The architecture is otherwise the original 1997 LSTM: input gate + output gate (no forget gate – forget gates are 1999, Gers et al.), g(z) = 4σ(z) - 2 cell-input squash, h(z) = 2σ(z) - 1 cell-state squash, additive cell update with no decay.

Open questions / next experiments

  • Forget-gate ablation. Replacing the 1997 architecture with the modern (1999) LSTM that has a forget gate should not change the result on a 10-step task, but the comparison establishes that the no-forget-gate cell update suffices when sequences are short. The point of forget gates is to let the cell reset across episodes (Gers et al. 1999, Continual prediction with LSTM). The continual-embedded-reber stub exercises that.
  • Vanilla RNN baseline.
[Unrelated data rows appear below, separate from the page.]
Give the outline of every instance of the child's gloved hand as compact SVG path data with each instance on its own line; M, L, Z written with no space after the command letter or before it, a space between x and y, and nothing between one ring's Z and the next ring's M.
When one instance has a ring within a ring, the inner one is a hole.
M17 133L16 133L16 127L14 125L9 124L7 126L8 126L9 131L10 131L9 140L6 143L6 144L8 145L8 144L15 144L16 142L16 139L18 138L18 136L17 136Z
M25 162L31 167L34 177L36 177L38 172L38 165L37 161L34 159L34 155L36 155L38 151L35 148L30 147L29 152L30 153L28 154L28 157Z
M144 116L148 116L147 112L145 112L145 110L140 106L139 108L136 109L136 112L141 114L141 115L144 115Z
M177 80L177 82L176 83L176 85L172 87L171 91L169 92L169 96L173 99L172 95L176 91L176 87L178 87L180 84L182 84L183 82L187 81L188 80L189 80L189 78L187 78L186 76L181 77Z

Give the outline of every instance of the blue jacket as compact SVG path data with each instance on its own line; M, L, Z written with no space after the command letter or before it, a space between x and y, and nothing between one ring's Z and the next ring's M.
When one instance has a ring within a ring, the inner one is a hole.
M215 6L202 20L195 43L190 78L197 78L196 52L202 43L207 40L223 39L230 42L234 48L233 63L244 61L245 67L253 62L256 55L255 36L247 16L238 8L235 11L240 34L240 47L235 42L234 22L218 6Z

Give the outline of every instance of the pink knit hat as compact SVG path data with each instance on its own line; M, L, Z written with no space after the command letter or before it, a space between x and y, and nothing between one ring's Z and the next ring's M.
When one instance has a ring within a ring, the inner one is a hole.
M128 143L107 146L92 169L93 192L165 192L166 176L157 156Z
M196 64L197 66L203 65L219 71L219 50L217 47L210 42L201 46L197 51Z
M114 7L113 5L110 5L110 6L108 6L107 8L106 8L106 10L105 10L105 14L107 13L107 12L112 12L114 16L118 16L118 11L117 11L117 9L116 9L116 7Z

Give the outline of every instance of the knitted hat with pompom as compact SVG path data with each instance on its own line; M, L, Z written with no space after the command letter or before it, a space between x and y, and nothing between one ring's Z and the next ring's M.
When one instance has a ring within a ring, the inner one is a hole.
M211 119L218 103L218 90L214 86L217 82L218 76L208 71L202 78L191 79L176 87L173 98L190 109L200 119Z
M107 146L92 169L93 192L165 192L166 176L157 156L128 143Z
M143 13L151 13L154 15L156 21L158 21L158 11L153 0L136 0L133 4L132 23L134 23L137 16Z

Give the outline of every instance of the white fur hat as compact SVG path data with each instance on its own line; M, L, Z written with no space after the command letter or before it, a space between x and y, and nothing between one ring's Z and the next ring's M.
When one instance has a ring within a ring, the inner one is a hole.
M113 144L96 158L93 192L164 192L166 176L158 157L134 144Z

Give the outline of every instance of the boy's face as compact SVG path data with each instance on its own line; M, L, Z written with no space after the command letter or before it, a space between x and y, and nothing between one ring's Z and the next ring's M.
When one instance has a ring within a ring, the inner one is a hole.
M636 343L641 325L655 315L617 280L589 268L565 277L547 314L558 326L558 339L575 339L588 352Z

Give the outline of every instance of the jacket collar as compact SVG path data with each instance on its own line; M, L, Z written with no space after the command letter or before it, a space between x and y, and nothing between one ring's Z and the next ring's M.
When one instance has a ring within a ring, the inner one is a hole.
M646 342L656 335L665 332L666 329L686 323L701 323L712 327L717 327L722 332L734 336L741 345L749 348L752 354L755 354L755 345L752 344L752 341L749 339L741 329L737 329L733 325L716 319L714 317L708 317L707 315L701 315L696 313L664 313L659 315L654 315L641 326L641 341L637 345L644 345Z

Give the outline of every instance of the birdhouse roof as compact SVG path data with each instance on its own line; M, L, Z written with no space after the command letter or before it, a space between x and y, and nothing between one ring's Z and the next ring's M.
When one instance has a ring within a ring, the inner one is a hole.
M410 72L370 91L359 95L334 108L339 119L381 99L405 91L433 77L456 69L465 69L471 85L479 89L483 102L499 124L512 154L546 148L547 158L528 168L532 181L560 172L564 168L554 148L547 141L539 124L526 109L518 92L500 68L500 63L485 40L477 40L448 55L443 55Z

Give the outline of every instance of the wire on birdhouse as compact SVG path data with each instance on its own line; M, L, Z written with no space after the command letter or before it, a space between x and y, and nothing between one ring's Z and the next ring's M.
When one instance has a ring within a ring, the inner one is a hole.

A plain Elman RNN with 8 hidden units should also solve this short-lag task (the paper notes this). Recording the RNN’s sequence-to-solve and comparing to LSTM’s would size the LSTM advantage on a problem near the threshold; it should grow as the inner Reber length is increased.
  • Length scaling. Embedded Reber’s lag is bounded by the inner string length (5-16). Forcing longer inner strings (e.g. by modifying the inner automaton’s loop probabilities) is the easiest way to push this benchmark into the regime where vanilla RNNs break.
  • ByteDMD instrumentation (v2). With the LSTM trained, replay the forward + BPTT under ByteDMD to count data-movement cost per sequence. The cell-state CEC is the part of the LSTM whose data-movement footprint matters most – it’s the read/write that has to happen every step regardless of what the gates do – and is a clean target for v2’s “is BPTT really 64x more expensive than it has to be?” comparison against alternative trainers (RTRL fragments, decoupled recurrent objectives).
  • Citation gap. The paper reports outer T/P accuracy, but the original tables also break down per-position prediction error; this stub does not report the latter. Closing that gap would require following the 1997 measurement protocol exactly (success = argmax matches all legal continuations at all steps over a test set), which we approximate with the legal-symbol accuracy metric here.